The basic structure of a Bayesian network is a directed acyclic graph where nodes represent
random variables and links represent causal influence. There is no unique Bayesian network to
represent any situation, unless it is extremely simple. Rather, a Bayesian network should be
regarded as the analyst's view of process flows, and how the various causal factors interact. In
general, many different Bayesian networks could be used to depict the same process.
A simple Bayesian network that models the client services team of example 1 is shown in figure
3. The nodes 'Team', 'Market' and 'Client' represent random variables each with two possible
outcomes, and the probability distribution on the outcomes is shown on the right of the figure. It
is only necessary to specify the probability distribution of the two parent nodes (Team and
Market) and the conditional probabilities for the Contract . The four conditional probabilities
'prob(winmarket = good and team = not satisfactory)' and so on, are shown below the Contract
node. The network then calculates prob(win) = 71% and prob(lose) = 29%, using Bayes rule.
The Bayesian network may be used for scenario analyses. For example, if the contract is lost,
what is the revised probability of the team being unsatisfactory? The bottom right box in figure 3
shows that the posterior probability that the team is unsatisfactory given that the contract has been
lost is 44.83%, as already calculated in example 1.
Figure 3: A simple Bayesian network for the client services problem
© Carol Alexander
6
ICBI Technical Risk Management Reports
More nodes and causal links should be added to the Bayesian network until the analyst is
reasonably confident of his or her prior beliefs about the parent nodes. So in the client services
example, the factors that are thought to influence team performance, such as pay structure,
appraisal methods, staff training and recruitment procedures can all be added as parent nodes to
the Team node. But if a node has many parent nodes these conditional probabilities can be very
difficult to determine because they correspond to high dimensional multi-variate distributions. A
useful approach is to define a Bayesian network so that every node has no more than two parent
nodes. In this way the conditional probabilities correspond to bivariate distributions, which are
easier for the analyst to visualize.
For the management of operational risks, a Bayesian network may be augmented with decision
nodes and utilities. In the simple example of client services, the decision about whether or not to
restructure the team, and the costs associated with this decision are illustrated in figure 4. The
node diagram in figure 4a depicts a dynamic decision process, where the decision about
restructuring affects the team performance in the next period. The conditional probabilities (not
shown) are such that a decision to restructure the team increases the chance of winning the
contract in the next period.
Figure 4a: Bayesian decision network architecture
© Carol Alexander
7
ICBI Technical Risk Management Reports
In the initial state of the network, with the utilities and prior probabilities shown in the left
column of figure 4b, there is a utility of 19.38 if the team is restructured at the end of the first
period, but a utility of 20.33 if it is not restructured. So the optimal decision would be to leave the
team is it is. However if the contract in the first period were lost (a scenario shown in the right
column of figure 4b) the situation reverses, and it become more favorable to restructure the team.
A similar scenario analysis shows that if the recommendation of the network is ignored and the
team is not restructured, and if the contract in the second period is also lost, the utility from
restructuring in the second period would be 1.79. The utility is 1.52 if the team were left
unchanged, so again the network recommends a restructuring of the team.

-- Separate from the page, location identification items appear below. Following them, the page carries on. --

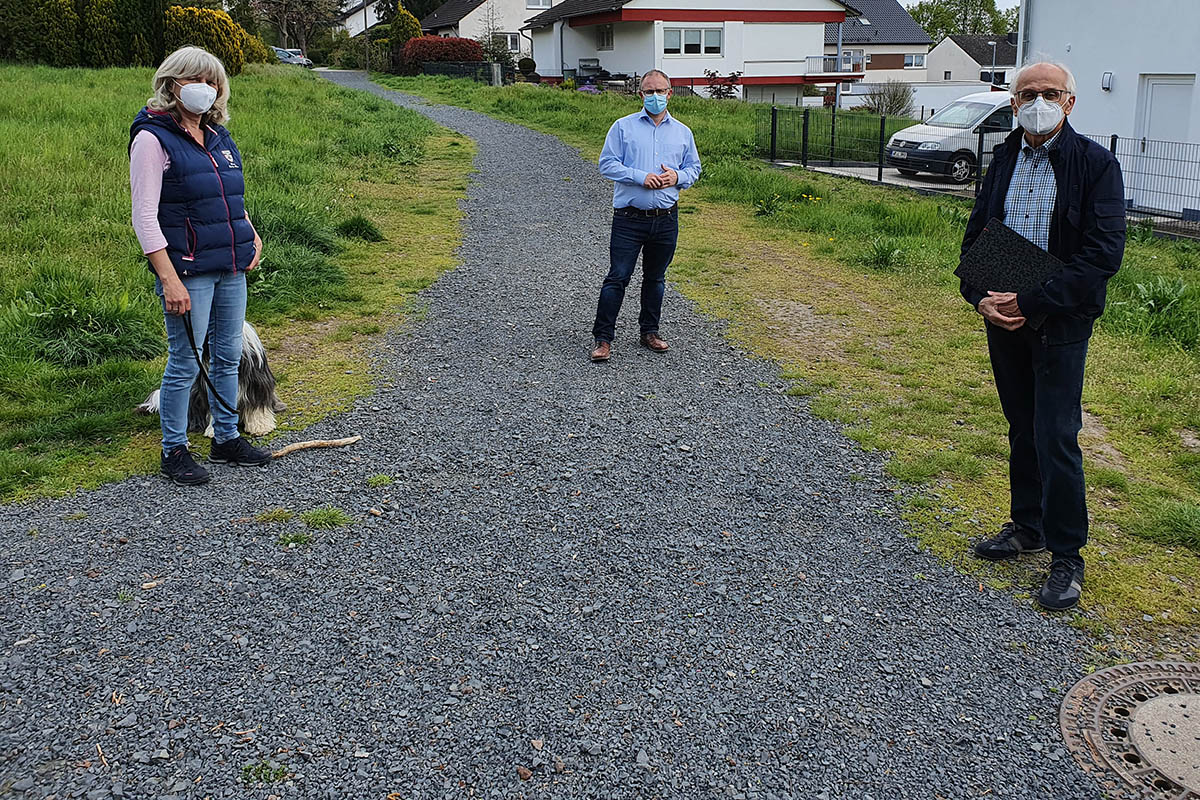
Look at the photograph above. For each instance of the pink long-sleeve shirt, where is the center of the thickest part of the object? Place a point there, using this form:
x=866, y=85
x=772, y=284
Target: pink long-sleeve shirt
x=148, y=162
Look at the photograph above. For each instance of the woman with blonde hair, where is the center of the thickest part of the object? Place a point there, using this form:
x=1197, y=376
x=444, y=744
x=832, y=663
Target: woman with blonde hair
x=190, y=216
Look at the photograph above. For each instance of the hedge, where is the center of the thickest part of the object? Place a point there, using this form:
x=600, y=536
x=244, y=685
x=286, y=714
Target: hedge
x=439, y=48
x=119, y=32
x=208, y=28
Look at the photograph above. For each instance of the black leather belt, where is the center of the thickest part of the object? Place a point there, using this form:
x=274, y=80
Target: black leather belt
x=633, y=211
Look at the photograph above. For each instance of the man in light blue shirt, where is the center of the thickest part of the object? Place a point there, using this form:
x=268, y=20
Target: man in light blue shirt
x=649, y=156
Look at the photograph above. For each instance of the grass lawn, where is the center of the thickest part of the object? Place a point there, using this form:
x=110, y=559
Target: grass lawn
x=850, y=288
x=355, y=200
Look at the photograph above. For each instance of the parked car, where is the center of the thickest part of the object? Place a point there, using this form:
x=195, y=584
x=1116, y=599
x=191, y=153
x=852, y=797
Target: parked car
x=292, y=56
x=947, y=142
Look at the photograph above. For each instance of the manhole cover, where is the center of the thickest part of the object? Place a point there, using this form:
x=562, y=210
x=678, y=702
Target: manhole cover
x=1137, y=729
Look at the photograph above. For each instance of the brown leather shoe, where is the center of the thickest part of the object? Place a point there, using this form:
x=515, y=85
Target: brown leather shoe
x=655, y=342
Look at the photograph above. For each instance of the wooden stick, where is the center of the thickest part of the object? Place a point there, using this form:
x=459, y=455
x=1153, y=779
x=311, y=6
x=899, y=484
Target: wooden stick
x=316, y=443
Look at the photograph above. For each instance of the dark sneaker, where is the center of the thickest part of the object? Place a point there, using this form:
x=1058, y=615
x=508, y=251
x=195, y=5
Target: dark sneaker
x=1008, y=543
x=238, y=452
x=181, y=469
x=1062, y=587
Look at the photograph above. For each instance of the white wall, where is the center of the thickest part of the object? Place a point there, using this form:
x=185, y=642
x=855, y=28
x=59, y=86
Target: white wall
x=1128, y=40
x=928, y=96
x=948, y=55
x=510, y=16
x=354, y=22
x=780, y=48
x=909, y=74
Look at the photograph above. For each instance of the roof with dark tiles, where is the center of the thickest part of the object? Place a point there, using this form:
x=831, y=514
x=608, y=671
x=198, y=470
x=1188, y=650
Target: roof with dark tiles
x=887, y=23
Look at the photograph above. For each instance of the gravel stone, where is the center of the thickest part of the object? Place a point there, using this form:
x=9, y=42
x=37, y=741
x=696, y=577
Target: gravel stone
x=544, y=557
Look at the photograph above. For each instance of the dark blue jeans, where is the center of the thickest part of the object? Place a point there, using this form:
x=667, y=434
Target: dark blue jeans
x=654, y=238
x=1041, y=389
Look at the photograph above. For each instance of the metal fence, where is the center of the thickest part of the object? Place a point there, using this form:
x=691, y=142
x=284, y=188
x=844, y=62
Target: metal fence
x=480, y=71
x=1162, y=179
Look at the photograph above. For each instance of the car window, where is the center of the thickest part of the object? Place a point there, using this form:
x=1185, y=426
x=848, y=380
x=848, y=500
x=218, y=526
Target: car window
x=960, y=114
x=1000, y=120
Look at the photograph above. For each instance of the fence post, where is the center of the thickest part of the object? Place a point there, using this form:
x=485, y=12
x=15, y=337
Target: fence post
x=883, y=128
x=774, y=128
x=979, y=162
x=804, y=140
x=833, y=132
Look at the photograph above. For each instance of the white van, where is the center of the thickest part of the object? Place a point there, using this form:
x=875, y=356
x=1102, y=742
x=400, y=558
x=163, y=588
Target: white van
x=947, y=142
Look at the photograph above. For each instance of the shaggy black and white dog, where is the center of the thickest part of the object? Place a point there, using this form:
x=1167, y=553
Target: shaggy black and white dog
x=257, y=401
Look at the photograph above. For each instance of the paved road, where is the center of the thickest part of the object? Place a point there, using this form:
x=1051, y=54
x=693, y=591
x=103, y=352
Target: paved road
x=659, y=577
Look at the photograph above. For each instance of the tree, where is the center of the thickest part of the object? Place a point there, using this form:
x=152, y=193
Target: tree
x=385, y=11
x=940, y=18
x=889, y=98
x=298, y=19
x=496, y=46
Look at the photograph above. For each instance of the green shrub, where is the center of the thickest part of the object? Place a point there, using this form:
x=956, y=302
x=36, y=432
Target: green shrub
x=82, y=32
x=208, y=28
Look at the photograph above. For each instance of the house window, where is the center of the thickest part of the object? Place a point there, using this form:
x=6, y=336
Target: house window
x=691, y=41
x=510, y=41
x=671, y=42
x=712, y=41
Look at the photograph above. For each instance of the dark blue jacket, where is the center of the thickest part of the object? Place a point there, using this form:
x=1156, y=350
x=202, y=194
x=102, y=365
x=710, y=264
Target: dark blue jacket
x=202, y=209
x=1087, y=232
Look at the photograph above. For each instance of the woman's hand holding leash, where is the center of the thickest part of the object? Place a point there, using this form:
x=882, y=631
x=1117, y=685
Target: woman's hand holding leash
x=175, y=296
x=258, y=252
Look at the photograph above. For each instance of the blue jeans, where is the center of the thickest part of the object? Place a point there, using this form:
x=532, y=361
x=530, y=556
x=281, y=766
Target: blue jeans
x=1041, y=389
x=219, y=308
x=654, y=238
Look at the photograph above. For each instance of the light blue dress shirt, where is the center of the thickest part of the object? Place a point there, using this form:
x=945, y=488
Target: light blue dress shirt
x=635, y=148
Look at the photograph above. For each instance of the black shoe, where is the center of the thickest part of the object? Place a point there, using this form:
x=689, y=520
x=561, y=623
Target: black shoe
x=1062, y=587
x=181, y=469
x=1008, y=543
x=238, y=452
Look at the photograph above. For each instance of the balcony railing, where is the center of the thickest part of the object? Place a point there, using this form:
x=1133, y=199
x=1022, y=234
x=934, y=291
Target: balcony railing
x=828, y=64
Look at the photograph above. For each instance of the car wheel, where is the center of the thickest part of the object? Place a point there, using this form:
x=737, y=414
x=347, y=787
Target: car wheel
x=961, y=167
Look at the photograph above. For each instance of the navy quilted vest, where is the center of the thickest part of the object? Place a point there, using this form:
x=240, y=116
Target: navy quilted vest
x=202, y=210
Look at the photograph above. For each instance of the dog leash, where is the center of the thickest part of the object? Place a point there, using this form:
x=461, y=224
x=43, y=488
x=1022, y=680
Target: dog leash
x=191, y=340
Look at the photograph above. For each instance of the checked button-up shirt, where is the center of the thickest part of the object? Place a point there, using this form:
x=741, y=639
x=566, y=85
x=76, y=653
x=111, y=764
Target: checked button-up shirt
x=1029, y=205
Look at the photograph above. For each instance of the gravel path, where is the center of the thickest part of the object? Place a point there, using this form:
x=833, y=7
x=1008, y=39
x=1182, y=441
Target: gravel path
x=653, y=578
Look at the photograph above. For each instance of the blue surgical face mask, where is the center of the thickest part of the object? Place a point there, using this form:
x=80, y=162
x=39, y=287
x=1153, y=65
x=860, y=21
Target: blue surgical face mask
x=655, y=103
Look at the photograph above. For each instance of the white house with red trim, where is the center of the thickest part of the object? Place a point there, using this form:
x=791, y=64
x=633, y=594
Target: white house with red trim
x=777, y=44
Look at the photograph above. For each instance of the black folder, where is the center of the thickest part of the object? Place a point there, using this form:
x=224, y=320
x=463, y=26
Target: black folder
x=1003, y=260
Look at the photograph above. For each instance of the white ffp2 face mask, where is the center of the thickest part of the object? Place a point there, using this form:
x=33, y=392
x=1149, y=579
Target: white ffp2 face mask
x=197, y=97
x=1039, y=116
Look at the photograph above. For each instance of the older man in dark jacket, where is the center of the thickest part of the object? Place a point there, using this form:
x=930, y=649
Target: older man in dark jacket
x=1065, y=193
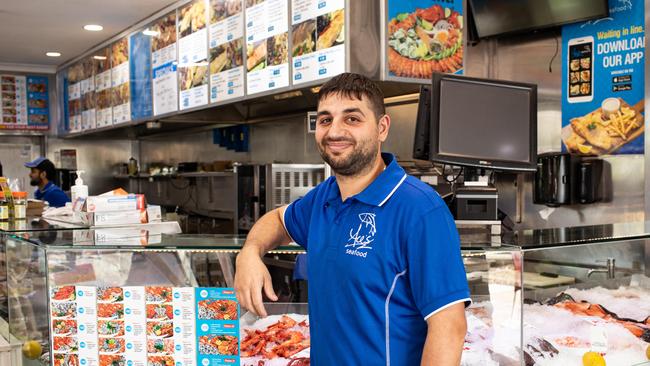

Figure 4b: Bayesian decision network - probabilities and utilities
© Carol Alexander
8
ICBI Technical Risk Management Reports
This example shows how a Bayesian network may be augmented with decision variables to focus
on operational management decision processes. Just one of many possible scenarios has been
illustrated, and to explore more possibilities the interested reader is encouraged to replicate this
example, or to construct a decision network more relevant to their own needs, using a Bayesian
network package.3
Application of Bayesian Networks to Operational Loss Distributions
This section presents a Bayesian network model of the operational loss from settlement risk. This
is the loss arising from interest foregone, fines imposed or borrowing costs as a result of a delay
in settlement. It does not include the credit loss if the settlement delay is due to counterparty
default, but it may include any legal or human costs incurred when settlement is delayed. Lack of
space precludes an attempting a complete specification of the type of network that a bank might
use for settlement loss in practice.4 The model is presented in a simplified form, but is sufficient
to illustrate how Bayesian networks:
Ø
Ø
Ø
specify the causal factors that influence an operational loss distribution;
back test against historical loss event data to revise the network parameters;
employ scenario analysis to identify maximum operational loss.
Figure 5 illustrates a Bayesian network that models a settlement loss distribution. Data from the
trading book provide the probabilities for each node. For example the probabilities assigned to
the 'Country' node show that 70% of spot FX trades are in European currencies, and 20% of
derivative securities trades are in Asia. Similarly the 'Delay' node shows that only 50% of overthe-counter trades in Asia experienced no delay, 0.6% of exchange traded European assets
experienced five or more days delay in settlement, and so on. And the 'Notional' node shows that
35% of European FX trades were in deals in the 40-50$m bracket, but just 5% of trades in
European securities fall into this bracket.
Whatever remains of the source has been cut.